Wednesday, December 5, 2012

Socially Interactive Technology Connects the Online World with Reality

In today's blog, I do some research of my own and cover youth relationships and technology, cyberbullying in the news, and the main issues we have with diffusing the problem. 

I became interested in this topic after hearing my eleven year old sister talk about interacting with her friends via their iPhones. Research and experts show that virtual play is impacting physical adolescent interaction- in both good and bad ways. While the social groups that adolescents are forming may be becoming closer, this also increases the ability for being “left out”. Gone are the days of being left out on the playground, and in is being left out of an iPhone group message. Either because they don't have the latest technology, or if they do, the misuse of social media and applications are increasing the rate of cyberbullying. 

Socially Interactive Technologies are making social groups more tight-knit.
Much research has been done in order to identify the impact that growing up in an age of technology has one the younger generations, specifically with personal relationships. Communication has been studied to see if people hold conversations differently in person than they do online. 

What are identified as SITs (Socially Interactive Technologies), such as texting, IMing, etc. are used among social groups as a platform to form relationships and make plans. A 2006 study found that 48% of youth felt that they use the internet to “improve” their relationships with friends. 

Even with such statistics, it is still questioned about how strong these social ties are. The study concludes with the question: “Are adolescents creating more, but weaker, ties using SITs?” An interesting discussion point made by the study for statistic variation is that the possibility of someone finding out who they listed as their “friends” (for instant messaging) may have discouraged people to participate. It is instances like this that are on the premises of peer pressure.

Jason Farman, assistant professor of American Studies and Digital Cultures and Creativity, explains that these SIT platforms bridge a gap between something mental and physical. Farman says that though the relationships are cyber-based, that does not mean they do not impact the person in reality. 
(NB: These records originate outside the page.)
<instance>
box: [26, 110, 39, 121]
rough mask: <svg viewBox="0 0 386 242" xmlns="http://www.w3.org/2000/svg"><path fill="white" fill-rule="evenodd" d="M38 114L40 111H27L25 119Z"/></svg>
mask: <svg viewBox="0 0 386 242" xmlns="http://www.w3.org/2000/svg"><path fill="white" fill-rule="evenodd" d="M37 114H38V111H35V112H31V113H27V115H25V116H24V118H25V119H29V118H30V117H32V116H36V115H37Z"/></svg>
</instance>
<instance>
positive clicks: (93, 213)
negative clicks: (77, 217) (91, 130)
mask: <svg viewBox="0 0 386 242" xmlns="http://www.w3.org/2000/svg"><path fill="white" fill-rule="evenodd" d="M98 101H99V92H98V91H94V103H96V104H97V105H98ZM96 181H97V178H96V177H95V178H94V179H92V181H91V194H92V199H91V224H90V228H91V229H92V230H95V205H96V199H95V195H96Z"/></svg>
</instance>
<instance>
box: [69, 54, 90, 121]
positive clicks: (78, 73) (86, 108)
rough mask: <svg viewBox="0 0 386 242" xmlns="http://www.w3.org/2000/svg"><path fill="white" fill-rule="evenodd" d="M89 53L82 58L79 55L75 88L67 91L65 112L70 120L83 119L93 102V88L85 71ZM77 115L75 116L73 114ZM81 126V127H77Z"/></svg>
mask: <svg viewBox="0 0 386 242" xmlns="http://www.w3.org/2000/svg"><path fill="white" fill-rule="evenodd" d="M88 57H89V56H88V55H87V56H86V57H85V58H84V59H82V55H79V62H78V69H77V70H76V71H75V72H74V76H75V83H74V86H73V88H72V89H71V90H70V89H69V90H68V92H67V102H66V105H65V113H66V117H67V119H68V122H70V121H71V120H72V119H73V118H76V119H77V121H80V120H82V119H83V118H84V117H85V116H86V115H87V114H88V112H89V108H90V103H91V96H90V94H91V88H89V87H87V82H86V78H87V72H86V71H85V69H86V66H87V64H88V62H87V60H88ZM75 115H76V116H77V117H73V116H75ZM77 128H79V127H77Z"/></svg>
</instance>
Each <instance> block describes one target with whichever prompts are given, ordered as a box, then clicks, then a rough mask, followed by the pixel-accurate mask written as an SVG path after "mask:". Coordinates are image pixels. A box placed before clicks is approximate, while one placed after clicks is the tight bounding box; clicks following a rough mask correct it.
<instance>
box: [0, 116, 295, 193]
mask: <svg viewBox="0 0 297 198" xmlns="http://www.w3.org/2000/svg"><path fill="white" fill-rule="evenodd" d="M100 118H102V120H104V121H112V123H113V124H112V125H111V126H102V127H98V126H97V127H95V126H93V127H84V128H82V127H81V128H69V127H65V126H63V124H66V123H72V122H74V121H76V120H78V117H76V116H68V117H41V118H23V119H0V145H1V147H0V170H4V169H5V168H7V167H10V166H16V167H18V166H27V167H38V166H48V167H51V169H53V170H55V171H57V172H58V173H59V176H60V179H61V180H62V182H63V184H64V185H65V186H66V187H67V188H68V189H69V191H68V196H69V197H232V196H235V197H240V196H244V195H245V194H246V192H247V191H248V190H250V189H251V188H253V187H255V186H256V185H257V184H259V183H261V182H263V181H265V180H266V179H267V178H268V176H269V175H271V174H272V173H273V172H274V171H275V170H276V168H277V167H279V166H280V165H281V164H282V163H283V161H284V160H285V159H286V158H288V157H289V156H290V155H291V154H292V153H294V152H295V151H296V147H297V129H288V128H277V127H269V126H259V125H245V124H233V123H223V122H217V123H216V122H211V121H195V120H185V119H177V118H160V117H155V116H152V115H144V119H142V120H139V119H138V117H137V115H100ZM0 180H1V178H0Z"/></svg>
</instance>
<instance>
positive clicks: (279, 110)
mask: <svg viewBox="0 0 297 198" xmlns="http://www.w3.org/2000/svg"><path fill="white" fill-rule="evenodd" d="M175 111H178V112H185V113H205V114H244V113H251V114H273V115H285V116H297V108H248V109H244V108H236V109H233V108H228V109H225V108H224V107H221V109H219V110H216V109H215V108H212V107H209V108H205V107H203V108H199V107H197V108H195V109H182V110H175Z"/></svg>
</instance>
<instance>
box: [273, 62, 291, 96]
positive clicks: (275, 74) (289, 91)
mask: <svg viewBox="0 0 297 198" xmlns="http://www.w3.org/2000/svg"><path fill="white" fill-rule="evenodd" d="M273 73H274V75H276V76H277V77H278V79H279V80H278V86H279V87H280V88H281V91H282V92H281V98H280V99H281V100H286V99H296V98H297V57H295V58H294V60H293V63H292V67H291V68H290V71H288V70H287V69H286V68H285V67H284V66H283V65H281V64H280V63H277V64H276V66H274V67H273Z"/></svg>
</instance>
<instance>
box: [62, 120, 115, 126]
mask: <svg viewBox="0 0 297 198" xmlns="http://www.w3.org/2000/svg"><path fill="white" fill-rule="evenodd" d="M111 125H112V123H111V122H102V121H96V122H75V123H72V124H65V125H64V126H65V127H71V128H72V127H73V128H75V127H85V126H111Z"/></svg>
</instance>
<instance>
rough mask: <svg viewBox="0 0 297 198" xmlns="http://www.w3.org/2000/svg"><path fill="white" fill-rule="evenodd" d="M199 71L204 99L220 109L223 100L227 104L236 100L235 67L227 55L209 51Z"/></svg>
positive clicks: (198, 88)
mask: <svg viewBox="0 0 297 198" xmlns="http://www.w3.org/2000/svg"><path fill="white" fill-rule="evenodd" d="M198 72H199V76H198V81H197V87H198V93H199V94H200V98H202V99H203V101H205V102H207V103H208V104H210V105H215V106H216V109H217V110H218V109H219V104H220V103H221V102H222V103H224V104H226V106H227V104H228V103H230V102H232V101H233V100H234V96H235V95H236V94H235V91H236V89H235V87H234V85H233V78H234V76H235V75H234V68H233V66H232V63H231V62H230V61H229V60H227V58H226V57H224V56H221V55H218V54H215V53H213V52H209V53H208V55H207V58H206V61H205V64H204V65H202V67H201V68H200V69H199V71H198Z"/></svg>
Online personas crossover to reality.
It’s the connection to reality that begins to cause problems when someone gets emotionally abused on this cyber-platform. The issue being that not only is the online persona being attacked, the human psyche is also affected.

Over the past two or so years, it has become prevalent that cyberbullying is advancing with technology. Originally, it began under the preconceptions of social networking (MySpace, Facebook, blogs, etc.), as identified by a 2010 article by NBC about Louisiana’s bill to ban cyberbullying. (The bill was passed). However, Representative Gary Smith makes a valid point- we have to be cautious of those who don’t mean to be “malicious”.  With the increase in smart phones being obtained by younger generations, technological harassment is becoming more of an issue.

Farman gives his insight on the matter, referring to the reality and online platforms as "spaces". He brings up the concern about how these social media sites are being used and in our discussion off camera, we also explored this issue further. Since kids are growing up with this technology, on occasion, they don't know the correct use of it.

"There isn't a separation between a distinct physical world and this world of online social media"

A reporter for The South End writes about how “Bullying leaves school halls [and] goes digital”. The main point of her article is to expand awareness on the outbreak of cyberbullying- the more modern version of getting shoved into a locker. Since communicating over the internet has become possible, it has been a liability, but the problem stands with this new term, “digital natives”. Children are “growing up in the age of rapidly advancing technology” which just fuels the technological harrassment.

Bridging the gap and staying informed.
A main concern about the harassment is that there is such a large technological gap between children and parents, so many parents are unaware that this is even an issue.

Cyberbullying: Bullying in the Digital Age is one of the many research books that have been published in order to raise awareness. It’s authors preface that the book is not only for prevention, but to “empower” parents to talk with their kids so that the enjoyable experience of technology is not ruined by such a malicious thing. Since cyberbullying is so different from school bullying, many studies have been done examining the actual “bullies” themselves. A recent 2012 study distinguishes different characteristics between bullies and victims, proving that it is not just a silent issue, but one that is psychologically lasting. 

So to decrease the threat of cyberbullying that can lead to drastic manners such as even suicide, parents are advised to keep note of these attitude changes, but to also inform their kids- not only of cyberbullying as an issue, but also of the appropriate use of these applications.

What do you think?
Not only is technological threat taking away the enjoyment of something so innocent, but it blurs the lines of our First Amendment.

How do you think cyberbullying can be regulated, if at all?